Reduce dal successo del singolo “L’escluso“, primo in classifica download di Mondadori shop per più di un mese, Pierpaolo Mazzulla, in arte Comma, cantautore calabrese pop/rock dalle chiare influenze brit-pop, esordisce con il suo disco “Visionario“. Il disco, prodotto dalla MKRecords, vede la collaborazione di Andrea Orlando ai testi e di Valter Sacripanti alla batteria e alla produzione del disco (avendo già collaborato con artisti del calibro di Nek, Ivan Graziani e Eugenio Finardi).

Comma - "Visionario" - Artwork © sito ufficiale

Il disco, rigorosamente in italiano, è composto da dieci tracce, e si apre con la traccia omonima, un bel pezzo molto orecchiabile e che colpisce in modo molto positivo, risultando uno dei brani più riusciti del disco, grazie anche ad un testo molto ben legato alla musica. La fusione tra musica e testi è una delle note dolenti del disco, dato che in alcuni casi sembra che la musica sia forzatamente plasmata sopra ai testi, diventando in alcuni casi delle vere e proprie poesie musicate, e questo è sempre un gioco molto rischioso (ne sanno qualcosa gruppi come Il Teatro degli Orrori e i Massimo Volume, solo per fare due esempi).

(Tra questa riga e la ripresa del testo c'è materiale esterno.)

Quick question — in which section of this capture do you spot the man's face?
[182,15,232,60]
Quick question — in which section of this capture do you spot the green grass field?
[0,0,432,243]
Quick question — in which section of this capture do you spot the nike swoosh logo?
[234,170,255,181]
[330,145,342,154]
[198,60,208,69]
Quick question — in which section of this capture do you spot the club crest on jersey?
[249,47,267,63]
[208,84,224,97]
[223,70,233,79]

Rischio che secondo me non vale la candela per esempio nel caso de “L’escluso“, un pezzo con una buona linea musicale ma che in alcuni punti non mi convince appieno per la fusione musica-parole.

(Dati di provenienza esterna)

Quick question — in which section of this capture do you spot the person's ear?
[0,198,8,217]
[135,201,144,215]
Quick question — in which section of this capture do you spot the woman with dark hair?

Testi molto poetici che si confermano nei due brani successivi, “Tramonto” e “Anime“, pezzi molto diversi ma legati da un testo molto brillante: “Tramonto” è un pezzo lento e molto in linea con la tradizione musicale italiana, mentre “Anime” è un pezzo guidato da un drumming abbastanza serrato e da una voce sporcata, quasi lo-fi, con un bel ritornello (“minuti di ore e giorni di secoli“).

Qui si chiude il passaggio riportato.